MLS going to 28 or 32 teams may mean NASL loses another franchise or two along the way, but it has so much more to gain by capitalizing on the demand generated by the prospect of MLS expansion along with the impact dwindling odds the USL independents have for moving up, as the game of soccer grows in popularity across the country.

If MLS goes to 32 teams, what could NASL grow into?

In a scenario where MLS stops at 32 teams, NASL could look every bit as major a league in terms of the markets it supports by putting teams in the top 10 MSA/TV markets as well as in top 11-50 markets passed over by MLS.

If you positioned NASL teams with the right investor backing into different sections of the top 10 MSA markets with MLS, you could put teams in Orange County, East LA, Ventura County, the Inland Empire or the San Fernando Valley in Los Angeles; in the city or northern suburbs in Chicago; in Arlington or Fort Worth in the Dallas MSA; in the Sugar Land area of the Houston MSA; in the city or northern suburbs of Philadelphia; in northern Virginia or southern Maryland in the DC area; in the city or northern suburbs of Boston.  This would be in addition to the Atlanta example above, as well as the existing New York Cosmos, Fort Lauderdale Strikers and Miami FC.  Reports have a Peter Wilt-led revival of the Chicago Sting potentially following the city/northern suburb path mentioned above, as well as the Bay Area Professional Soccer group looking to land a team in San Francisco or the eastern Bay Area.  While it might not be necessary to have teams in all of these markets, it would be helpful in getting NASL a good TV contract one day.

Add to those teams in Baltimore, Cleveland, Buffalo, Nashville, Memphis, Las Vegas, Hartford, Milwaukee, Pittsburgh, Austin, Providence, New Orleans, Virginia Beach, and more.  Not only are there enough markets to support an alternate first division of American soccer, but you have enough available markets to support a multi-tier pyramid structure with promotion and relegation, should NASL want to introduce the much in-demand system to differentiate the product it offers in the marketplace from MLS.

Available markets are not the problem, not by a long shot.  Qualified and motivated investors are the scarce resource for NASL right now.  There are sure to be many groups who fail in their bid for a MLS team, whether they are independent USL clubs or investment groups that don’t presently operate a club.  When the MLS musical chairs game is over, NASL will look more appealing to those left standing who don’t want to damn themselves to a minor league existence forever, and who are willing to make an investment in a league that has big time ambitions.  As new investors emerge after MLS is maxed out, their choice will be between NASL and a USL that offers no growth beyond minor league purgatory.
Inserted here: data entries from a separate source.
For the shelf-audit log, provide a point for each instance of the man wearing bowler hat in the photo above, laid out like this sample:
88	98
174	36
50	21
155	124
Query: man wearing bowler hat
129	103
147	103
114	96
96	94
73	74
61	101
NASL is like any challenger entrant into a business market with an established leader. It needs to find a different angle in the market to be successful and appeal to an audience that is not served by the leader. That niche can be its base of strength and it can grow from there.   Just as Coke and Pepsi co-exist as successful soft drinks while there are plenty of alternative beverages (sports) available to the consumer, so too can MLS, NASL and USL each find their own path to success without requiring the failure of the other.  For MLS, that success is to be the best American style sports league in US soccer.  For USL, that is to be the best minor league supporting MLS.  For NASL, that path is to be the best traditional soccer league in North America.